La americana, que por poco no tiene que jugar la previa (fue la segunda con peor ránking en entrar al cuadro principal) ha expresado sus sensaciones para USA Today. "Es alucinante. Estoy muy feliz de la forma con la que estoy jugando. Espero poder mantenerla", cuenta. Y es que lo va a necesitar si quiere doblegar la resistencia de la checa Petra Kvitova, una de las grandes favoritas al título.

"Tengo que pensar que puedo hacerlo, ¿no?", tira. "De otra manera, no seré rival. Estoy haciendo las cosas realmente bien. Cualquier día te puedes cargar a cualquiera. Es emocionante", asegura Rogers, que buscará emular a su compatriota Brengle que levantó un 6-0 en contra en Dubái ante Kvitova para acabar ganándola.

Grandes recuerdos tiene Shelby de su niñez y su paso como recopelotas en Charleston. "Jennifer Capriati me besó en la mejilla y nunca más quise lavarme la cara", cuenta. "Tenía 8 años. Recuerdo también como fue de agradable conmigo Venus", rememora.

Las lesiones no han tenido piedad con la americana y eso ha lastrado su progresión en el circuito WTA. Llegó a ser la número 70 del mundo hace dos años y ahora, tras superar diversos problemas de espalda, busca dar el salto definitivo. "El gran cambio es que he estado en condiciones de jugar. He sido capaz de acumular partidos. El año pasado tuvo un montón de lesiones, lo que me hizo resetear todo el tiempo", reconoce Shelby.

En este Roland Garros, Rogers que quiere reflejarse en otro Roger en este caso como Federer por el paralelismo no solo del nombre si no de su pasado como recogepelotas, está mostrando una garra y un carácter ganador que le pueden llevar muy lejos. Admite que: "Me encanta el hockey. Sobre todo la parte agresiva de él. La atmósfera de los partidos, donde todo se vuelve ruidoso y bronco. Es de un ritmo muy alto, un deporte muy entretenido de ver", comenta.

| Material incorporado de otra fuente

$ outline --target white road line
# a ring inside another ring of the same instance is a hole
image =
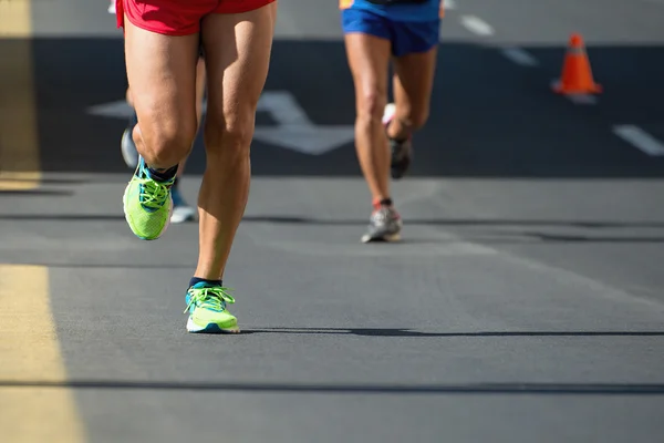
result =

Y aplica todo eso a un deporte muy distinto, con una idiosincrasia diametralmente opuesta. "Me gusta el aspecto individual del tenis. Es tranquilo. Estás peleando en una batalla individual", dice. Una batalla, y de las grandes, le espera ante la gigante Kvitova. La guerrera Rogers está preparada para seguir haciendo camino.